Duff: Will New FLSA Employee Take a look at Change Something?| Employees Compensation Information
By Michael C. Duff
Monday, December 28, 2020 | 64 | 0 | min read
The Bloomberg Daily Labor Report recently said: “The US Department of Labor sent the White House to review a high-profile closing rule to facilitate the use of independent contractors by employers, and the Trump administration’s surge in deregulation in the weeks leading up to the Change of presidency continued. ”
The rule relates to the classification of employees under the Act on Fair Labor Standards. Under applicable law, the FLSA uses a business reality test to distinguish between employees and independent contractors that takes seven factors into account:
- To what extent the services provided are an essential part of the client’s business.
- The permanence of the relationship.
- The amount of the putative contractor’s investment in facilities and equipment.
- Type and degree of control by the client.
- The odds of the presumed contractor’s profit and loss.
- The level of initiative, judgment, or foresight in competing in the free market with others that is required for the claimed independent contractor to succeed.
- The degree of independent organization and operation.
The Department of Labor pushed ahead with the new midnight rule which purports to clear the test of “economic realities” by using a five-factor test that highlights two “core factors” that should be given the greatest weight. The two key factors are:
- Type and degree of control of the worker over the work.
- The employee’s chance of profit or loss.
These factors are “very conclusive” for the study of economic dependency, according to DOL, as the ability to control one’s work and generate profits or losses is at the heart of what it means to be an “independent contractor”. If these two factors indicate a classification that the employee is an independent contractor, then the DOL rule believes that classification is likely to be correct.
The other three non-core factors are:
- The amount of skills required to do the job.
- The degree of permanence of the working relationship between an individual and the potential employer.
- The importance of the services provided to the company’s business.

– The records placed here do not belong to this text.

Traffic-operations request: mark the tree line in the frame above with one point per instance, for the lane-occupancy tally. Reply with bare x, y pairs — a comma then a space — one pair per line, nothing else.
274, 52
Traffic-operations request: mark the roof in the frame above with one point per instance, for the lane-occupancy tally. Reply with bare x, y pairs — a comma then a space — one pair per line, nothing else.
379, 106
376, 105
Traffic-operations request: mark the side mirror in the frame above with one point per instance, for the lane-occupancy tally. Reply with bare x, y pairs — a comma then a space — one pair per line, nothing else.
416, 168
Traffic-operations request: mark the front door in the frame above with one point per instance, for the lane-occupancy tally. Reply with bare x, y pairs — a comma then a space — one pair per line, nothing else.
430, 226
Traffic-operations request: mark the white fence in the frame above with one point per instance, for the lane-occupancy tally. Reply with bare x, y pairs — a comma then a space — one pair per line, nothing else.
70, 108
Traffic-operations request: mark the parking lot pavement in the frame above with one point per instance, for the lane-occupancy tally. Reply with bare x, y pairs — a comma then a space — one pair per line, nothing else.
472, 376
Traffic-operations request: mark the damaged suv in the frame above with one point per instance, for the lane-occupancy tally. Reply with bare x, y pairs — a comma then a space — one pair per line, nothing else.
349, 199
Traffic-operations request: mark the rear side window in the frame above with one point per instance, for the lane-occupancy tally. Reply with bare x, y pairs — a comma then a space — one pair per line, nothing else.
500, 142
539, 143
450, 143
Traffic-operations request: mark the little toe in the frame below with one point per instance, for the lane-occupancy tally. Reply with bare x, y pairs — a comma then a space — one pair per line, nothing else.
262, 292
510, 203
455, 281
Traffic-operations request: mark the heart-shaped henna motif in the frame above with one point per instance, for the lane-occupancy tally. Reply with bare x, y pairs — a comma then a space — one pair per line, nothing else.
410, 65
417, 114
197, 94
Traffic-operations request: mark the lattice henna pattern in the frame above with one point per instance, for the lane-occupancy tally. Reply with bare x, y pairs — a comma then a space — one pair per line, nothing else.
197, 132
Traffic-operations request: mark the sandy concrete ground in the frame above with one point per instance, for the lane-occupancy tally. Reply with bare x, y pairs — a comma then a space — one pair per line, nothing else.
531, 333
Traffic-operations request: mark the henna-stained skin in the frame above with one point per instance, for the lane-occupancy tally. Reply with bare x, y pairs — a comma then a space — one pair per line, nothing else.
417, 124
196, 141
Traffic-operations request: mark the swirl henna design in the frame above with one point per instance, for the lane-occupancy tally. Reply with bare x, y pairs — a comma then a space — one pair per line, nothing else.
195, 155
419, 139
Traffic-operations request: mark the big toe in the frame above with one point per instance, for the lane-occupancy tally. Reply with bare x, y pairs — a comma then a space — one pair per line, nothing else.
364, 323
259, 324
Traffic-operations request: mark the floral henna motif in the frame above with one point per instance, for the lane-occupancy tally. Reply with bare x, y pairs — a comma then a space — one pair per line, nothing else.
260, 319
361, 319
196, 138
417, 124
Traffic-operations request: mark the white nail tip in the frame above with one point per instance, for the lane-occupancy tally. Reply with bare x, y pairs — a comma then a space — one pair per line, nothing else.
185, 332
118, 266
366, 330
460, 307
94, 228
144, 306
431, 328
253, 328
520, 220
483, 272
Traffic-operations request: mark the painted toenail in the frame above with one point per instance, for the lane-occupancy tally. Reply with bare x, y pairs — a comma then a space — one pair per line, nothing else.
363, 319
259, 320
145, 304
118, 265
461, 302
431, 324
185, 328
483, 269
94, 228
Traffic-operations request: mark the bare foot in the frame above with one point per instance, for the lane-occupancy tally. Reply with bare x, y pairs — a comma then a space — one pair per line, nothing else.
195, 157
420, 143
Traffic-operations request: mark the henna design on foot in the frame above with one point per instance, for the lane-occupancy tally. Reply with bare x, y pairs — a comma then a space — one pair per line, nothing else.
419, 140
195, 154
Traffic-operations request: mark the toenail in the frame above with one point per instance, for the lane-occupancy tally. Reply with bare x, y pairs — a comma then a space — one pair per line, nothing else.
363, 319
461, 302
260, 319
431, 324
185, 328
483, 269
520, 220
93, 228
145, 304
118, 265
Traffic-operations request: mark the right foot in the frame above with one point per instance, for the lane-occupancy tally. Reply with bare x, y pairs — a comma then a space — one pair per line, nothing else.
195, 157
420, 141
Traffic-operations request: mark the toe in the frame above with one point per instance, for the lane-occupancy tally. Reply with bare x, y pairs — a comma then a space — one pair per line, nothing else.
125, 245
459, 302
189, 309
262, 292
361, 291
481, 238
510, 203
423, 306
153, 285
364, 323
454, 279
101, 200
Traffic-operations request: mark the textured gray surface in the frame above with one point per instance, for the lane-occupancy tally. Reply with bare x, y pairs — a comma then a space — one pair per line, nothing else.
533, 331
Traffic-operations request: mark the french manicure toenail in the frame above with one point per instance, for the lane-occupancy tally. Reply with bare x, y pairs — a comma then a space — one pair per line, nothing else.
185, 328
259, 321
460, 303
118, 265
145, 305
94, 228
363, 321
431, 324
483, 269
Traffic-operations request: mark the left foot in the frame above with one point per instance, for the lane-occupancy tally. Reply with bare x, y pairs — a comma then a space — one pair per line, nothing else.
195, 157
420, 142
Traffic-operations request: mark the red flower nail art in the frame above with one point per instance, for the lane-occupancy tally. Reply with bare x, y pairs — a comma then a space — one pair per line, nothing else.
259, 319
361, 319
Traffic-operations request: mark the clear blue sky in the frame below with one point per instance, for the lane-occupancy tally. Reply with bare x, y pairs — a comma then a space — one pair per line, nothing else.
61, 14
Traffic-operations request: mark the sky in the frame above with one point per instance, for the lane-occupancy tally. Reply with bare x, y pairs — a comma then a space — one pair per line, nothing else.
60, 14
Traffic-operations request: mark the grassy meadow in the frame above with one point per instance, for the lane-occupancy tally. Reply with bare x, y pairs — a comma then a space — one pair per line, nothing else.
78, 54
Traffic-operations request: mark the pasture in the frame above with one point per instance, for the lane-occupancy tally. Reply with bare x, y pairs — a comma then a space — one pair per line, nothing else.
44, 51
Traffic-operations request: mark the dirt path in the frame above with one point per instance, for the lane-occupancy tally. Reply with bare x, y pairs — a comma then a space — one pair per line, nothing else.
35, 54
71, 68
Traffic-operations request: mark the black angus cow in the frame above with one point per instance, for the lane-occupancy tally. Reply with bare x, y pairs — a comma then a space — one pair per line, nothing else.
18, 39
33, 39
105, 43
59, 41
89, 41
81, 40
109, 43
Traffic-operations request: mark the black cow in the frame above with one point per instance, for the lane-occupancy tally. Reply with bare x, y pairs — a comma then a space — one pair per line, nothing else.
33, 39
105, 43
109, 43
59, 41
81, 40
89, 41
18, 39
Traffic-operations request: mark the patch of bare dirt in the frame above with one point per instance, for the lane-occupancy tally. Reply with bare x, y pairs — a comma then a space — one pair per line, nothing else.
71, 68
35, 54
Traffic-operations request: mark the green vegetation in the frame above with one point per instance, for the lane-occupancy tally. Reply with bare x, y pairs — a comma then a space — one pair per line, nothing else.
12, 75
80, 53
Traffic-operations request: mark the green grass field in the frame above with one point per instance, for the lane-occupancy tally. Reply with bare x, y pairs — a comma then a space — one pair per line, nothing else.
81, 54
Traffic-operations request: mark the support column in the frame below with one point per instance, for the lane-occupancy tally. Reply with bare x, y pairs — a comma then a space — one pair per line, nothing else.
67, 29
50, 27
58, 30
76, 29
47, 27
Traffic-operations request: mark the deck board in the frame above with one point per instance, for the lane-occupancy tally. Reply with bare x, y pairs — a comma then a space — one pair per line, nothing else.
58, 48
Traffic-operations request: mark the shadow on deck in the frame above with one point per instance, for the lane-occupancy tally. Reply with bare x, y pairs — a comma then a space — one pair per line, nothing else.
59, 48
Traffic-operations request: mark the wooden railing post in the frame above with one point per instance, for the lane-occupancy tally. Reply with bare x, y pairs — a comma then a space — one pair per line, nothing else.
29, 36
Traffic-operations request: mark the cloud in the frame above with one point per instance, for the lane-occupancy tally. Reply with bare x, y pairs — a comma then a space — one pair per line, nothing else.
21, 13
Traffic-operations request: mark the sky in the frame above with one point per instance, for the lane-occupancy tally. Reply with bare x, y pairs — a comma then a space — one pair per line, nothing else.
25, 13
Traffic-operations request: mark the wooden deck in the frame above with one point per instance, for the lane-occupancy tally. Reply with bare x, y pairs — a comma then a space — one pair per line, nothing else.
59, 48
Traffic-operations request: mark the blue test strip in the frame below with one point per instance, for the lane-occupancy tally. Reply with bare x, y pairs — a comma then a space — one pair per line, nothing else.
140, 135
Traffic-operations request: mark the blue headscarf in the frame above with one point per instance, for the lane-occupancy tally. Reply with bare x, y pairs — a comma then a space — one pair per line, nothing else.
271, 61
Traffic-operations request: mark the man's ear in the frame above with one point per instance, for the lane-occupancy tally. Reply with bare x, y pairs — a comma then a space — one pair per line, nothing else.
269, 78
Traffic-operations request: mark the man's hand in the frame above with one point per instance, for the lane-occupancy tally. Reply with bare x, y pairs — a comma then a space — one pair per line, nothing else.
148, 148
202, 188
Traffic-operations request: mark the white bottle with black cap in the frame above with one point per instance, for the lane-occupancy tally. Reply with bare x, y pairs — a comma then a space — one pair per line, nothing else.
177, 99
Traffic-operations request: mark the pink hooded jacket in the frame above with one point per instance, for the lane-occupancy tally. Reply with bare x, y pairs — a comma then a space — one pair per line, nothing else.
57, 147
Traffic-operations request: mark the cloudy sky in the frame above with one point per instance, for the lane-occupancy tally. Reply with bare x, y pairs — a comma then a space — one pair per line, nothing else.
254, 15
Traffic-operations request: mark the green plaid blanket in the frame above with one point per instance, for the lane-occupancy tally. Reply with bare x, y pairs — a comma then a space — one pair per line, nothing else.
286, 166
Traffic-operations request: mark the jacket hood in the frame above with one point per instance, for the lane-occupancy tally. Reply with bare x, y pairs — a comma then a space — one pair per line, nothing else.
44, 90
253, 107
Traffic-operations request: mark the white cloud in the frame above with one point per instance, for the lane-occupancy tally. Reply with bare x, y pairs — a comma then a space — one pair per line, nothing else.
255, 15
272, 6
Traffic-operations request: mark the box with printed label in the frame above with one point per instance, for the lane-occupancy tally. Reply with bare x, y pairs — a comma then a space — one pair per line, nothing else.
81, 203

The upcoming new test seems to me to be very controversial. It seems to impose primary and secondary analytical factors. However, it is easy to predict that in many (most?) Cases of the gig economy context, a real control analysis points in the direction of employee status (which is why the gig economy hates the control-oriented adaptation of the second part of the agency test). and an opportunity for profit or loss (on paper) may point in the direction of independent contractor status.
This opens up an analysis under the secondary, non-core factors, and we will have a five-factor test versus the old seven-factor test. (I leave it to the reader to take an impressionist look at the two clusters of factors).
Obviously, the departing Trump-ites must believe that overall more workers than independent contractors will be found under the new test. Could be. However, I do not see how this will lead to a summary dismissal of the sentence. There are enough factors that a lawsuit over the new test will likely feel typical, even if the test lasts more than eight or nine months, which I think is unlikely.
In any case, employment tests under state law, such as those used for employee compensation, can be influenced by the federal tests, but are never subject to them. Uber and Lyft have a long, long way to go before they achieve their goal of exploding the whole idea of ”employment”.
Michael C. Duff is Associate Dean of Student Programs and External Relations and Professor of Law at the University of Wyoming College of Law. This entry was republished with permission from the Blog of Professors for Employee Compensation Law.